Polymer–paclitaxel conjugates based on disulfide linkers for controlled drug release
Abstract
A novel redox-responsive polymer–drug conjugate (PDC) based on hydrophilic diblock copolymer covalently linked paclitaxel (PTX) via a disulfide linker was prepared and evaluated for intracellular drug delivery. The well-defined hydrophilic diblock copolymer, PEG-b-PHEMA, was synthesized via atom transfer radical polymerization of 2-(trimethylsilyloxyl)ethyl methacrylate (HEMA-TMS), using PEG-Br as a macroinitiator and CuBr/PMDETA as the catalytic system, followed by selectively hydrolyzing the trimethylsilane group to hydroxyl groups.
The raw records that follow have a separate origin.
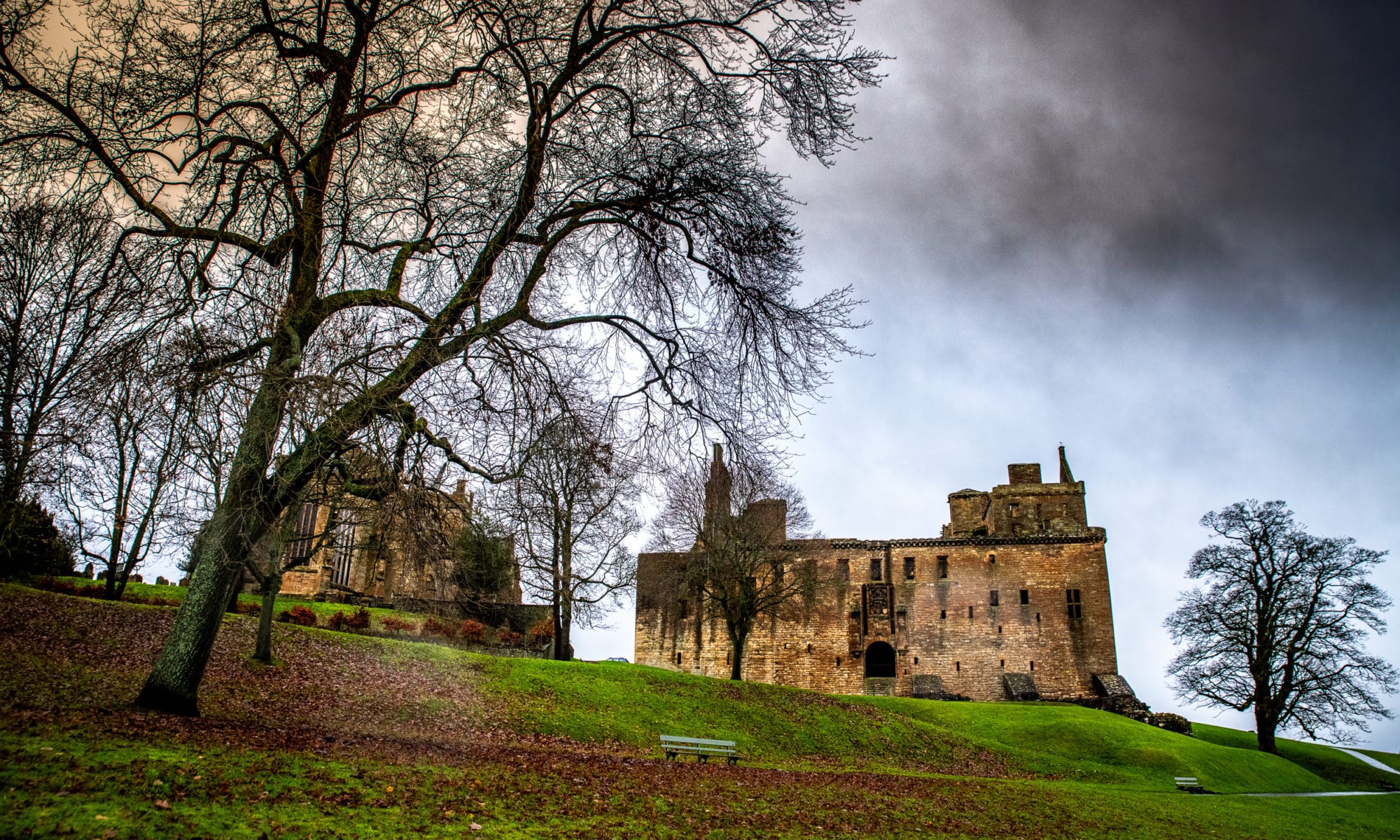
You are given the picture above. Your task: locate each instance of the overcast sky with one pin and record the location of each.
(1161, 233)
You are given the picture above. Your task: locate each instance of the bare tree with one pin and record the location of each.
(64, 313)
(464, 180)
(121, 479)
(573, 509)
(1282, 625)
(734, 528)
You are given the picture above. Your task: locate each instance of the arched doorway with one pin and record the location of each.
(880, 660)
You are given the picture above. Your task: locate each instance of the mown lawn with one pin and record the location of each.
(362, 737)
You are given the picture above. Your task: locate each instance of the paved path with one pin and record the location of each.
(1329, 794)
(1363, 757)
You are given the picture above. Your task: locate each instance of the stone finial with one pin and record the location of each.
(1066, 477)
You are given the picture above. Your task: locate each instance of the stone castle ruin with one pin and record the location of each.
(1010, 601)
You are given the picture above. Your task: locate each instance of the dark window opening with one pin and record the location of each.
(880, 660)
(299, 550)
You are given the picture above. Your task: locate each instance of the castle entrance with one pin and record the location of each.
(880, 660)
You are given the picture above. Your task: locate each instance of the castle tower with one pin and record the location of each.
(718, 493)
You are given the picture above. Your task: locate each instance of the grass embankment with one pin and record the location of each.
(323, 610)
(368, 738)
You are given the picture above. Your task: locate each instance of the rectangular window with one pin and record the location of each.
(303, 542)
(1073, 600)
(344, 541)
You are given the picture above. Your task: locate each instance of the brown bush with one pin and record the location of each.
(359, 620)
(299, 615)
(397, 625)
(542, 632)
(472, 631)
(438, 628)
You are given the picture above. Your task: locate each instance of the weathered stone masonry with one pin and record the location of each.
(1010, 601)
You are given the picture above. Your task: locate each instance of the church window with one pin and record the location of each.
(1073, 600)
(302, 544)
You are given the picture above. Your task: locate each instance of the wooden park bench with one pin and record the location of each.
(1189, 785)
(701, 748)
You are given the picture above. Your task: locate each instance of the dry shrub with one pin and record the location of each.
(397, 625)
(472, 631)
(438, 628)
(542, 632)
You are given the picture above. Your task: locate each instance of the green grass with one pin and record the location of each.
(59, 783)
(1324, 761)
(570, 750)
(1390, 760)
(323, 610)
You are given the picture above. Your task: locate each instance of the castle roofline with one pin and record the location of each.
(1094, 536)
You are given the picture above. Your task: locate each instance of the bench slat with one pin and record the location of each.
(702, 741)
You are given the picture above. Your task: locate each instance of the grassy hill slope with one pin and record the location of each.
(366, 737)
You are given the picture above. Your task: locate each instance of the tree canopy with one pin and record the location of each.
(1280, 625)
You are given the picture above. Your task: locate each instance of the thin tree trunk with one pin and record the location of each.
(1265, 732)
(740, 640)
(270, 592)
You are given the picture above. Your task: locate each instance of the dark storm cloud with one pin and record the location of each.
(1133, 144)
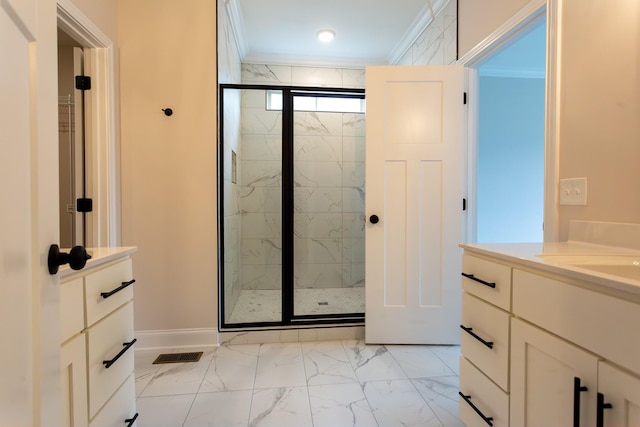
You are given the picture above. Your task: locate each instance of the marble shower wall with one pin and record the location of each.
(329, 200)
(438, 42)
(329, 185)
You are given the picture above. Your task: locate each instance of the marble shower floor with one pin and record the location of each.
(309, 384)
(264, 305)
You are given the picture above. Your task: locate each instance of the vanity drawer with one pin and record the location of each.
(602, 324)
(487, 280)
(107, 280)
(121, 407)
(71, 309)
(487, 397)
(105, 340)
(485, 322)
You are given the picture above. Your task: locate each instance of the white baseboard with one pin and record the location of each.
(176, 338)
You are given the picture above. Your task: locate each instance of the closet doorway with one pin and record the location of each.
(71, 143)
(291, 194)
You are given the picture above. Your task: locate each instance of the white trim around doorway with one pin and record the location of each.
(100, 130)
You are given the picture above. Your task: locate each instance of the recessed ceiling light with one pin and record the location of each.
(326, 35)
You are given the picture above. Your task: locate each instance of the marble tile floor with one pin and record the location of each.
(307, 384)
(265, 305)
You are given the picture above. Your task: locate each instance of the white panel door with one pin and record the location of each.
(29, 324)
(414, 178)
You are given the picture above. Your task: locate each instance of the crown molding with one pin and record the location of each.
(513, 72)
(417, 27)
(532, 11)
(237, 26)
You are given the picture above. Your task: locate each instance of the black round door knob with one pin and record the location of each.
(76, 258)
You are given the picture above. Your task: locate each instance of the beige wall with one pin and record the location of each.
(168, 59)
(478, 19)
(600, 108)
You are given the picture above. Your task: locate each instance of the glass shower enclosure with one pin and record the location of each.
(291, 203)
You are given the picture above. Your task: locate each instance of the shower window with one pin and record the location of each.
(292, 219)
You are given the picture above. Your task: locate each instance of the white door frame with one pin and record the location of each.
(100, 130)
(534, 10)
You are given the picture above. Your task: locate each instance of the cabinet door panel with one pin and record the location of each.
(622, 391)
(543, 370)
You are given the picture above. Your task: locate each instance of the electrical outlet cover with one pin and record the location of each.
(573, 192)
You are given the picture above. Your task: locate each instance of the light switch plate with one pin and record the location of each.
(573, 192)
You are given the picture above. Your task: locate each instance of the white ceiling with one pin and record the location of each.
(368, 32)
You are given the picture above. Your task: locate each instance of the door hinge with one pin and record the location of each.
(84, 205)
(83, 82)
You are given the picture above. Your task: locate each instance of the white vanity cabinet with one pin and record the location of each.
(484, 363)
(573, 353)
(97, 341)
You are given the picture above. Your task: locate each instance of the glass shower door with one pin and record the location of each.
(328, 194)
(252, 207)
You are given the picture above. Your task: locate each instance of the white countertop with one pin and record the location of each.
(572, 259)
(98, 256)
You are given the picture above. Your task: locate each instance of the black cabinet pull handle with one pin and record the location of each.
(577, 389)
(132, 420)
(600, 410)
(127, 345)
(488, 420)
(473, 334)
(472, 277)
(106, 295)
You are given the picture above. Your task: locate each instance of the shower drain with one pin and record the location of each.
(178, 357)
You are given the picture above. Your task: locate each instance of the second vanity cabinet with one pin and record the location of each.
(573, 355)
(97, 341)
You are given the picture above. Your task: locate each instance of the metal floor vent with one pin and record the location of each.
(178, 357)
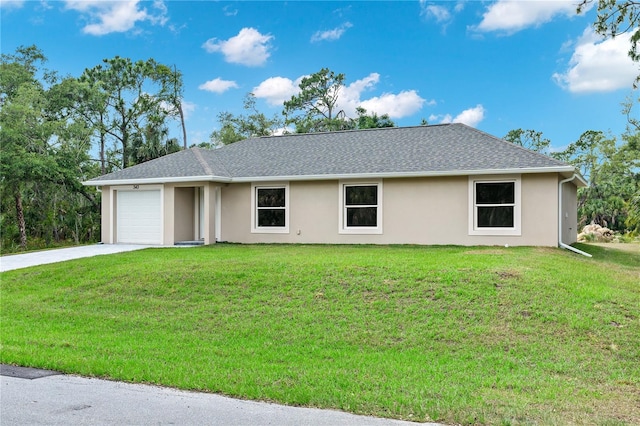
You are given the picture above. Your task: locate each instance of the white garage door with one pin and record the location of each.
(139, 219)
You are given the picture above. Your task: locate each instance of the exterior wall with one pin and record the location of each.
(105, 216)
(184, 214)
(569, 213)
(415, 211)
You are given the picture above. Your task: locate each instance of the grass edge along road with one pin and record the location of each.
(466, 335)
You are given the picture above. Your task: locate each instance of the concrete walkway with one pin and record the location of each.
(18, 261)
(72, 400)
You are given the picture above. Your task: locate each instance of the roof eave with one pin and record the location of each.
(146, 181)
(565, 170)
(559, 169)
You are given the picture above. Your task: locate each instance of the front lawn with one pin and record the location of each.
(449, 334)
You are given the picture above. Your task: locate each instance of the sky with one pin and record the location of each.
(493, 65)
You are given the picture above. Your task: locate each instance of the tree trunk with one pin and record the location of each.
(184, 129)
(22, 227)
(103, 168)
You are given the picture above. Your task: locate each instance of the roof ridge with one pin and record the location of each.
(352, 130)
(517, 146)
(205, 163)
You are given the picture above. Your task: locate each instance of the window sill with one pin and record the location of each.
(270, 231)
(361, 231)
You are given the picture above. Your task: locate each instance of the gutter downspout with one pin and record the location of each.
(560, 243)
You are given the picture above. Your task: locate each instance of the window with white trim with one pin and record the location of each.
(361, 208)
(270, 208)
(495, 206)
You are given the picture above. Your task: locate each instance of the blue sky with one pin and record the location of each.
(494, 65)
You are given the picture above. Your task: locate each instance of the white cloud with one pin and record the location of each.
(276, 90)
(512, 16)
(228, 10)
(248, 48)
(11, 4)
(401, 105)
(471, 117)
(349, 96)
(331, 35)
(188, 108)
(218, 85)
(599, 65)
(118, 16)
(440, 13)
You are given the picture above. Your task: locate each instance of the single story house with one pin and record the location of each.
(438, 184)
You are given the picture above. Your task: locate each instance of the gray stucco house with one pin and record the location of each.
(440, 184)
Utilizing the hydroxyl groups as an active reaction site, paclitaxel was covalently conjugated onto the backbone of the diblock copolymer, with a disulfide linker as a spacer to bridge the copolymer and PTX, and the loading content of paclitaxel was 18.4 wt%. Due to the different solubility of segments in the polymer–drug conjugate, the amphiphilic PEG-b-P(HEMA-PTX) could self-assemble into spherical micelles in aqueous solution, with hydrophobic PTX as core and hydrophilic PEG chains as shell. The in vitro cytotoxicity experimental results showed that the diblock copolymer was biocompatible, with no obvious cytotoxicity, whereas the PEG-b-P(HEMA-PTX) conjugate showed glutathione-dependent cytotoxicity with higher cellular proliferation inhibition against glutathione monoester pretreated HeLa cells than that of the nonpretreated HeLa cells. We are convinced that polymer–drug conjugates based on disulfide linkers will be a promising platform for targeted intracellular controlled drug delivery in cancer therapy.